I can’t really relate but I can understand it.
It absolutely is.
>Even if I generate a 1,000 line PR in 30 minutes I still need to understand and review it. Since I am responsible for the code I ship, this makes me the bottleneck.
You don't ship it, the AI does. You're just the middleman, a middleman they can eventually remove altogether.
>Now, I would be lying if I said I didn’t use LLMs to generate code. I still use Claude, but I do so in a more controlled manner.
"I can quit if I want"
>Manually giving claude the context forces me to be familiar with the codebase myself, rather than tell it to just “cook”. It turns code generation from a passive action to a deliberate thoughtful action. It also keeps my brain engaged and active, which means I can still enter the flow state. I have found this to be the best of both worlds and a way to preserve my happiness at work.
And then soon the boss demands more output, like the guys who left it all to Claude and even run 5x in parallel give.
I think we should be worrying about more urgent things, like a worker doing the job of three people with ai agents, the mental load that comes with that, how much of the disruption caused by ai will disproportionately benefit owners rather than employees, and so on.
For me, LLMs have been a tremendous boon for me in terms of learning.
Succinctly: process over product.
I am not responsible for choosing whether the code I write using a for loop or while loop. I am responsible for whether my implementation - code, architecture, user experience - meets the functional and non functional requirements. It’s been well over a decade that my responsibilities didn’t require delegation to other developers doing the work or even outsourcing an entire implementation to another company like a SalesForce implementation.
So I'll take the horse to work from now on.
In fact, it's even worse - driving a car is one of the least happy modes of getting around there is. And sure, maybe you really enjoy driving one. You're a rare breed when it comes down to it.
Yet it's responsible by far for the most people-distance transported every day.
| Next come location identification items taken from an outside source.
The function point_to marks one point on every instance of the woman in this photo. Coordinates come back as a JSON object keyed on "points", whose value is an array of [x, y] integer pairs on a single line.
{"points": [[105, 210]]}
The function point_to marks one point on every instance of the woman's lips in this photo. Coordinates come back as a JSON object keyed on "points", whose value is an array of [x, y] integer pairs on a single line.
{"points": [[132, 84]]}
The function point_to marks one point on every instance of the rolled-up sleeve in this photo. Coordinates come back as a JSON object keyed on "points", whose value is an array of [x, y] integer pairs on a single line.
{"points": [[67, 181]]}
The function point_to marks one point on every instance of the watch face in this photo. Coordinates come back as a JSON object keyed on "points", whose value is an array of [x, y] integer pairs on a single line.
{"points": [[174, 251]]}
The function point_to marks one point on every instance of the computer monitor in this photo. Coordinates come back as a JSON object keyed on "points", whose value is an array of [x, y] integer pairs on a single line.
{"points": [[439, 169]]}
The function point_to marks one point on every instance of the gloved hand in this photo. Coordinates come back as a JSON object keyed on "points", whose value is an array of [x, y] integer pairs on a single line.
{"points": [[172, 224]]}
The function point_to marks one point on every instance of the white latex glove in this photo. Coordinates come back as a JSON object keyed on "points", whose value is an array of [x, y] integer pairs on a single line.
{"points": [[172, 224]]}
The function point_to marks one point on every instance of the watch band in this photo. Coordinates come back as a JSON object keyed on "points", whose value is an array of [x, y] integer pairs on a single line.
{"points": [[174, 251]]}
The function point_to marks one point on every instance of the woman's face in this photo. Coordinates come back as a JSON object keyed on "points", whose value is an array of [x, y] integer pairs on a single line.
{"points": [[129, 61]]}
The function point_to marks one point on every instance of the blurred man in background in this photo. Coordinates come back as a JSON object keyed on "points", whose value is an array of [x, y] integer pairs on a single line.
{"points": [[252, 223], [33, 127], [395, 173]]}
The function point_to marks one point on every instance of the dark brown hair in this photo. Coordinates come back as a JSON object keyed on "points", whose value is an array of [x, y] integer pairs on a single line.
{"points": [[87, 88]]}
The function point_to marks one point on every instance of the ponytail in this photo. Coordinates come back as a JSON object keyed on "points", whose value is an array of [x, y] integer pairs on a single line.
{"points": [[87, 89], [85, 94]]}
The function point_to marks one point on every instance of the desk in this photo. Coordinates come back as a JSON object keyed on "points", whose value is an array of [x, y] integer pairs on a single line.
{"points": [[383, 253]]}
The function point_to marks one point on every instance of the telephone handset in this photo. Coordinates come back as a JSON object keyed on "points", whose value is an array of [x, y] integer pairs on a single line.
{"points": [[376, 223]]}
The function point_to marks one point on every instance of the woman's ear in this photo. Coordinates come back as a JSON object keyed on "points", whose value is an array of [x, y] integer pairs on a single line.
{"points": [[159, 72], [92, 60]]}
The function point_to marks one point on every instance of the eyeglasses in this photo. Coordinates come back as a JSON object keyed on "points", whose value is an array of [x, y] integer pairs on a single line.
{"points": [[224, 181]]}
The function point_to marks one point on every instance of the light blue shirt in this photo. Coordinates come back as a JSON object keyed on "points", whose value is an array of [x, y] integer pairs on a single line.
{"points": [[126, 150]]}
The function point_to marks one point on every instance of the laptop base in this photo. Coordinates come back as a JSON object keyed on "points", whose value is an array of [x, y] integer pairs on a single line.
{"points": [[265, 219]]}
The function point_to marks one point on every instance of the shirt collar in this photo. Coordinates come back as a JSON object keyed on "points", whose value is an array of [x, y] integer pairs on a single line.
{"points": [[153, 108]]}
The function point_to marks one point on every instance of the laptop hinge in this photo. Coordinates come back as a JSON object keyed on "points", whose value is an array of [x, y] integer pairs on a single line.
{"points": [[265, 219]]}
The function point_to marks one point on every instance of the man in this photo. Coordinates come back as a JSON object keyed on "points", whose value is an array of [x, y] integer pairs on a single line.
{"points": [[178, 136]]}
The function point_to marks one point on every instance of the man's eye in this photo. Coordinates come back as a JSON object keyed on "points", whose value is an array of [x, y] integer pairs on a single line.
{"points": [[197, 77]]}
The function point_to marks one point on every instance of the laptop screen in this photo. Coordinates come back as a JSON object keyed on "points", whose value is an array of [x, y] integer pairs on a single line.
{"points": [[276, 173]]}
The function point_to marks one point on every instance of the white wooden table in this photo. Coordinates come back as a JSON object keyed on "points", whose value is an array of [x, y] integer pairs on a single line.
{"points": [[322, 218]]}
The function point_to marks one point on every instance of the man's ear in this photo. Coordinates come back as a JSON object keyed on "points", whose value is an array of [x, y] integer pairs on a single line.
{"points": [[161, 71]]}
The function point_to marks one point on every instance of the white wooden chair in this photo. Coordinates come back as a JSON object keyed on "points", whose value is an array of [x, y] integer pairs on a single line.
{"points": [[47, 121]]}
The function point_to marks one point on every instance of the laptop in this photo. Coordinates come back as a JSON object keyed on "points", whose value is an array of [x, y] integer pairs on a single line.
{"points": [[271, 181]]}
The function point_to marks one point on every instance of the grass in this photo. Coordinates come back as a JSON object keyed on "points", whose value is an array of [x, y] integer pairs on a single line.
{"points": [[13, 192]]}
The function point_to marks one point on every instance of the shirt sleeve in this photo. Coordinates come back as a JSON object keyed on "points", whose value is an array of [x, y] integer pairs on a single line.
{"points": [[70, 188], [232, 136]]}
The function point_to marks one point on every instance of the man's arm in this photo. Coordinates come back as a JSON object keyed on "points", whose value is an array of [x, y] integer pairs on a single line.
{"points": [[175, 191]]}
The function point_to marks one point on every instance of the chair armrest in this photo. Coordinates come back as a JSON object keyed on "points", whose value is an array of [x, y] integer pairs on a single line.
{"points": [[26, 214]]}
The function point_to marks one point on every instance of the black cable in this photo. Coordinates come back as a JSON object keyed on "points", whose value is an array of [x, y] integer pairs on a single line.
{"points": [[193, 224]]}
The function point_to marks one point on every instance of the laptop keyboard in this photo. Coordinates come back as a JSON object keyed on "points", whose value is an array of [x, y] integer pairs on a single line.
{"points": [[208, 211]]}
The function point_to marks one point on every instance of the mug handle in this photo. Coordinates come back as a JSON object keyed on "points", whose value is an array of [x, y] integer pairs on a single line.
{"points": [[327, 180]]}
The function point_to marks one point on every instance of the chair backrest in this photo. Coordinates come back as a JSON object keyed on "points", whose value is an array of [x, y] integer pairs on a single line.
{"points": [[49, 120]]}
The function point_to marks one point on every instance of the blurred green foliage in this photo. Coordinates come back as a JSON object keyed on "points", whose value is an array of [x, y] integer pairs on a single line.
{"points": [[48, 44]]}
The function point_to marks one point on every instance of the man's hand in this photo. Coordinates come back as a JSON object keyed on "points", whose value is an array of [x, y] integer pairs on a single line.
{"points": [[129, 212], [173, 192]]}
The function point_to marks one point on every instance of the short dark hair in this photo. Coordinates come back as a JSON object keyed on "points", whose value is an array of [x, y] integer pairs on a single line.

I almost never agree with the names Claude chooses, i despise the comments it adds every other line despite me telling it over and over and over not to, oftentimes i catch the silly bugs that look fine at first glance when you just let Claude write its output direct to the file.
It feels like a good balance, to me. Nobody on my team is working drastically faster than me, with or without AI. It very obviously slows down my boss (who just doesn't pay attention and has to rework everything twice) or some of the juniors (who don't sufficiently understand the problem to begin with). I'll be more productive then them even if i am hand-writing most of the code. So i don't feel threatened by this idea that "hand written code will be something nobody does professionally here soon" -- like the article said, if I'm responsible for the code i submit, I'm still the bottleneck, AI or not. The time i spend writing my own code is time I'm not poring over AI output trying to verify that it's actually correct, and for now that's a good trade.
Bean counters don't care about creativity and art though, so they'll never get it.
You could look back throughout human history at the inventions that made labor more efficient and ask the same question. The time-savings could either result in more time to do even more work, or more time to keep projects on pace at a sane and sustainable rate. It's up to us to choose.